Hiyama Kentaro è incinto ma senza Hiyama

La trama di Hiyama Kentaro è incinto

Hiyama Kentaro è incinto prova a inserirsi in queste discussioni con la delicatezza di un martello pneumatico. La storia è quella di un pubblicitario di successo, con tanti soldi, tante donne ma niente amore e niente famiglia (il padre, figura tragicomica che apparirà e sparirà un po’ a caso nel corso degli 8 episodi della serie, l’ha abbandonato quando era appena nato, lasciandolo solo con la madre); e della sua non-ragazza, l’unica del suo harem che abbia un lavoro qualificato, una carriera, degli obiettivi e pochissimo tempo da dedicare a qualsiasi cosa che non siano occasionali incontri di sesso e chiacchiere. Lui, l’Hiyama Kentaro del titolo, scopre un giorno di essere incinto; lei, Aki Seto, deve decidere cosa fare con questo bambino che è anche suo, e in particolare come comportarsi con una clamorosa offerta di lavoro che la porterebbe a passare i primi due anni di vita del pupo a Singapore.

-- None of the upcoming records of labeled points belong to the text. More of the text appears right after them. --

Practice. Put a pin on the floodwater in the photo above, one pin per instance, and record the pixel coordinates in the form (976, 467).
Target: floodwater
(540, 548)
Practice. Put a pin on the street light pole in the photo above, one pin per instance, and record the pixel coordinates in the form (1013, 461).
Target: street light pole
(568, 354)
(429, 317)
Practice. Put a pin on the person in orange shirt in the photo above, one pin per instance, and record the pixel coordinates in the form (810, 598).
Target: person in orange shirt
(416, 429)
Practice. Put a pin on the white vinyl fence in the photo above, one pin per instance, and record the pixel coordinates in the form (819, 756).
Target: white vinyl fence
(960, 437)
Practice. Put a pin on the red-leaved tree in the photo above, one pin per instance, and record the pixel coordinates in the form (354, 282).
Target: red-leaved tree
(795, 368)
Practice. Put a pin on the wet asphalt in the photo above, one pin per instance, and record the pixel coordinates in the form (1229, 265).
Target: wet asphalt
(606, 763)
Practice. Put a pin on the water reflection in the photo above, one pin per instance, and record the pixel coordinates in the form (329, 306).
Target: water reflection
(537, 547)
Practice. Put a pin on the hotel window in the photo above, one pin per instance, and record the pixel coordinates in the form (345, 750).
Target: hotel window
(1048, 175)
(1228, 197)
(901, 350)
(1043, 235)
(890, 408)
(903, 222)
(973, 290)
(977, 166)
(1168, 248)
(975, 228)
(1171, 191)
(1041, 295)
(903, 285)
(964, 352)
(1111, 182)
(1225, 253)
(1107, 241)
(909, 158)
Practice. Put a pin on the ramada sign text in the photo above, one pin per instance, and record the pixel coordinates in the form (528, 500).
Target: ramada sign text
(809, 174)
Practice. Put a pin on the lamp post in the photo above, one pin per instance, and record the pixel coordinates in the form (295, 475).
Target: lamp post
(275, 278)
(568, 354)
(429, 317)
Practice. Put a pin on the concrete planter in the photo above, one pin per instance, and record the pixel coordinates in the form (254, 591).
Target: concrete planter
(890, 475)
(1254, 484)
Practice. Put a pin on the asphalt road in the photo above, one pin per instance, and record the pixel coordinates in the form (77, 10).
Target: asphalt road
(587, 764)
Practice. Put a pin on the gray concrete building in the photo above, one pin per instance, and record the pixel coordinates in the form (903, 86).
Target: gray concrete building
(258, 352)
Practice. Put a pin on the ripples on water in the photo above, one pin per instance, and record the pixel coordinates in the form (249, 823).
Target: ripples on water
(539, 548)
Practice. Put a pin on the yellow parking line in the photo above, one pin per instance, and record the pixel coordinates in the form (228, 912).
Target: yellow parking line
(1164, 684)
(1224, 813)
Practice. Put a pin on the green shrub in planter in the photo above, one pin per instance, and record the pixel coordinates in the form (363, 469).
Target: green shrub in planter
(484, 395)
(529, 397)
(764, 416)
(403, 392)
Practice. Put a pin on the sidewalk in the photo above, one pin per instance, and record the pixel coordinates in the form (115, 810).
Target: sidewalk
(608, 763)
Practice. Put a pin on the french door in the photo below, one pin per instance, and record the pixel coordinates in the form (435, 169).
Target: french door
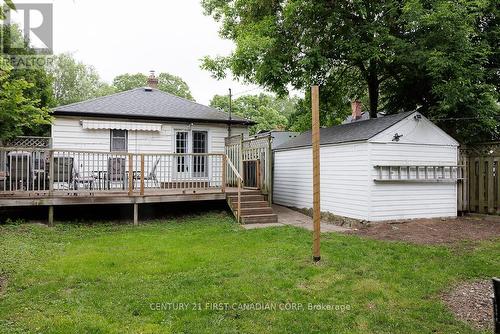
(191, 166)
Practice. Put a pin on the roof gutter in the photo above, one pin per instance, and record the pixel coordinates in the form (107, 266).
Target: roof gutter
(154, 118)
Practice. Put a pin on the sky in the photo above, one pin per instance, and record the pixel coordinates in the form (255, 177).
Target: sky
(124, 36)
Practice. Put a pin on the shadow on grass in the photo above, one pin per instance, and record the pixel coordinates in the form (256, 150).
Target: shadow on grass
(117, 214)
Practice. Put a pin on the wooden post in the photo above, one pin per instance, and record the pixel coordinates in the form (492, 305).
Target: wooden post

Per la maggior parte del suo tempo, soprattutto nei primi episodi, Hiyama Kentaro è incinto è una celebrazione costante del miracolo della vita. Certo, il corpo di Hiyama sta cambiando e lo mette a disagio, e la sua prima tentazione è quella di abortire; ma come si fa ad abortire in un Paese nel quale ogni nuovo nato è prezioso? Basta un incontro fortuito e una chiacchierata davanti a una birra per far cambiare ide a Hiyama, e da lì in avanti la serie fa di tutto per provare a convincere chi guarda che sì, avere un figlio è un po’ una scocciatura ogni tanto, ma in generale non vi preoccupate, potrete continuare ad avere una carriera di successo e una vita sociale ricca, fidatevi, non è tragica come ve la dipingono! In fondo, come dice lo stesso Hiyama, in caso di necessità basta assumere una babysitter.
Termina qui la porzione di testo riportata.